OLD LAND, NEW NATION

The Telegraph , Friday, June 28, 2013
Correspondent : ASHIS CHAKRABARTI
Bangladesh is the world’s eighth most populous country. Its national language, Bengali, ranks sixth in terms of the number of native speakers. It has the second largest Muslim population after Indonesia. Among the signatories to Osama bin Laden’s original declaration of jihad was a Bangladeshi cleric. It is among the poorest countries in the world — three years after its birth as a new nation in 1971, the World Bank estimated only Rwanda to have a smaller per capita income than Bangladesh. The story is very different now. The country is still woefully poor but its recent economic and social successes have been astounding. The country’s prime minister, Sheikh Hasina Wajed, hopes to make it a middle-income country by 2021. It comprises the world’s largest delta. But then, if climate change causes the earth’s temperature to rise by just one degree Celsius, 11 per cent of Bangladesh will be submerged.

All this should make the world sit up and get to know where this country is and how it is doing. Yet, as the editors of this volume lament, Bangladesh remains “a great unknown”. The only times the world gets to hear of Bangladesh are when natural disasters strike, a calamity like the death of over 1,000 garment factory workers in a recent multi-storeyed building collapse happens or when its never-ending political turmoil turns unusually violent. Or, when its religious zealots threaten to turn it into the “next Afghanistan”.

The essays, stories, reports, documents, photographs and cartoons in this volume offer an escape from the stereotypes and a real encounter with the country and its people. The way the editors have ensured this is remarkably refreshing. The result is more rewarding than dry academic research or journalistic simplifications.

The Reader’s story begins with voices from Bangladesh — as diverse as those of a woman worker of a garments factory, of Muhammad Yunus of the Grameen Bank talking about how mobile telephones changed the lives of poor village women, of young women narrating personal experiences of working for NGOs in the face of threats from religious fundamentalists or of a Hindu woman’s account of the fears and discriminations that bedevil the lives of the people belonging to a minority community.

Such authentic personal stories from ordinary people and from social and political leaders abound in all sections of the book. Together they convey the feeling of the country speaking for itself. There are chronologically ordered parts that trace the country’s history from the earliest recorded times to Mughal and British rules and to the birth of Bangladesh in 1971 after its liberation war against Pakistan. Other parts deal with the “Dilemmas of Nationhood”, “Contemporary Culture”, the development debates and the Bangladeshi diaspora.

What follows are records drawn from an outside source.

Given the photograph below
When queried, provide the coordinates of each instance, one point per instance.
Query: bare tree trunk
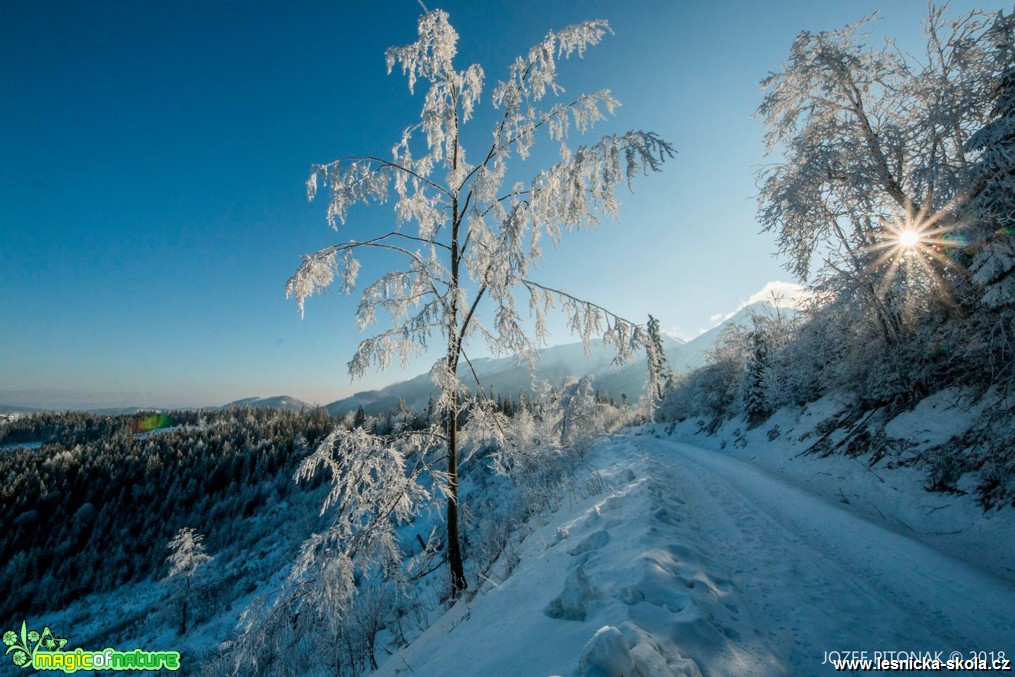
(183, 612)
(458, 583)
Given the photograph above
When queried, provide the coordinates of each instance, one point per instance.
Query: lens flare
(908, 239)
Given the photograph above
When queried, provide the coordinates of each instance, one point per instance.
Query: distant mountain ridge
(277, 402)
(508, 378)
(505, 376)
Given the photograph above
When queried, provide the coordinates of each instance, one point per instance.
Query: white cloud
(781, 294)
(776, 292)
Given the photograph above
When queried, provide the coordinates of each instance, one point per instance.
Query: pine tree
(660, 374)
(187, 555)
(476, 239)
(755, 399)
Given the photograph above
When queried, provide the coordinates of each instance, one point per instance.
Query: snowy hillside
(694, 561)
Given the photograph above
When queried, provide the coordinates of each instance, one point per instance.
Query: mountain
(277, 402)
(508, 378)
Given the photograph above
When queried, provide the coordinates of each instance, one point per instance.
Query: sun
(909, 239)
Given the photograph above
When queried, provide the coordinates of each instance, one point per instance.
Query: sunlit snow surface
(696, 560)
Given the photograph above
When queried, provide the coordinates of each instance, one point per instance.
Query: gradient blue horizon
(151, 178)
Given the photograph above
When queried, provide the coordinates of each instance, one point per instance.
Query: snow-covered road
(698, 561)
(815, 578)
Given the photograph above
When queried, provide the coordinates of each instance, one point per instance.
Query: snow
(694, 561)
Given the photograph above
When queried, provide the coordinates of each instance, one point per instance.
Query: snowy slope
(696, 561)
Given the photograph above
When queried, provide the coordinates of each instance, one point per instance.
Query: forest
(890, 192)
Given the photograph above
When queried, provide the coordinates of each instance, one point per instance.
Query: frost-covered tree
(187, 555)
(993, 177)
(875, 152)
(468, 234)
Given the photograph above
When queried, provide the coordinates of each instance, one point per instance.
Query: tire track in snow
(820, 579)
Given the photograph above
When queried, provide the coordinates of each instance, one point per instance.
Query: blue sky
(153, 157)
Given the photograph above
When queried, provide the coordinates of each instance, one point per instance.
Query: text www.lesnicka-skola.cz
(917, 661)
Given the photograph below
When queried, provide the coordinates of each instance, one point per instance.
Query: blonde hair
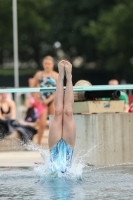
(48, 58)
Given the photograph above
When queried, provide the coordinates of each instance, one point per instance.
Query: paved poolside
(20, 159)
(12, 154)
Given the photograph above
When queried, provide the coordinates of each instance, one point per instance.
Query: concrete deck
(20, 159)
(13, 154)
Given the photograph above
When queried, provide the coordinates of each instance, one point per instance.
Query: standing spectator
(123, 95)
(7, 107)
(46, 78)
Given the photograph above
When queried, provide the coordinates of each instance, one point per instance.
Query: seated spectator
(8, 124)
(7, 107)
(123, 95)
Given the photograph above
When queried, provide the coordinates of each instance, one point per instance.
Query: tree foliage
(99, 31)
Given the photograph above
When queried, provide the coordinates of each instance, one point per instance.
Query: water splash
(74, 172)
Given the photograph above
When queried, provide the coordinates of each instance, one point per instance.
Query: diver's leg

But the book is unique in that each part offers a mix of scholarly essays of high standards, historical documents, popular literature and the arts and, above all, vivid personal narratives of contemporary characters. The “Early Histories” section, therefore, has accounts of Ibn Battutah’s visit to Sylhet in the 14th century, primarily to meet Shah Jalal, and of the visit of the Chinese scholar-monk, Xuanzang, to two Buddhist centres of learning in today’s Bangladesh in the seventh century. But the section also has two scholarly essays — one by Richard M. Eaton on the “Rise of Islam” in the Bengal delta and the other by Tapan Raychaudhuri on the “Poor and Rich in Mughal Bengal”.

The section on “Colonial Encounters” has an extract from Nirad C. Chaudhuri’s The Autobiography of an Unknown Indian, which James Cameron, in his An Indian Summer, called the “most superb study of East Bengal ever written”; Rokeya Sakhawat Hossain’s touching short story, “Sultana’s Dream”; and Fakir Lalon Shah’s song of his ‘faith’. But it also has David Kopf’s account of the Brahmo rebellion against Hindu tradition, a contemporary newspaper article on the Bengal famine of 1943 and A.K. Fazlul Haque’s maiden speech in the Bengal Legislative Assembly in 1913 on the “The Muhammadan Community”.

Some of the momentous events in Bengal’s recent history come alive in historical documents such as Cyril Radcliffe’s account of the boundary-making for independent India, Sheikh Mujibur Rahman’s declaration of Bangladesh’s independence in March 1971, and the manifesto of the Bangladesh Nationalist Party. Joya Chatterjee’s essay on the dispersal of Partition refugees in India is among the finest in the book. It is a powerful recollection of how New Delhi cynically discriminated between refugees from East Bengal and those from West Punjab. An equally penetrating study of the economic divergence between East and West Pakistan by Rehman Sobhan shows why the two parts of Pakistan could not stay together. The language movement of 1952 marked only the beginning of the future separation. And, finally, there is the section on Bangladeshis beyond Bangladesh that tells the story of their dynamism, their bitter struggles on other shores and their hopes.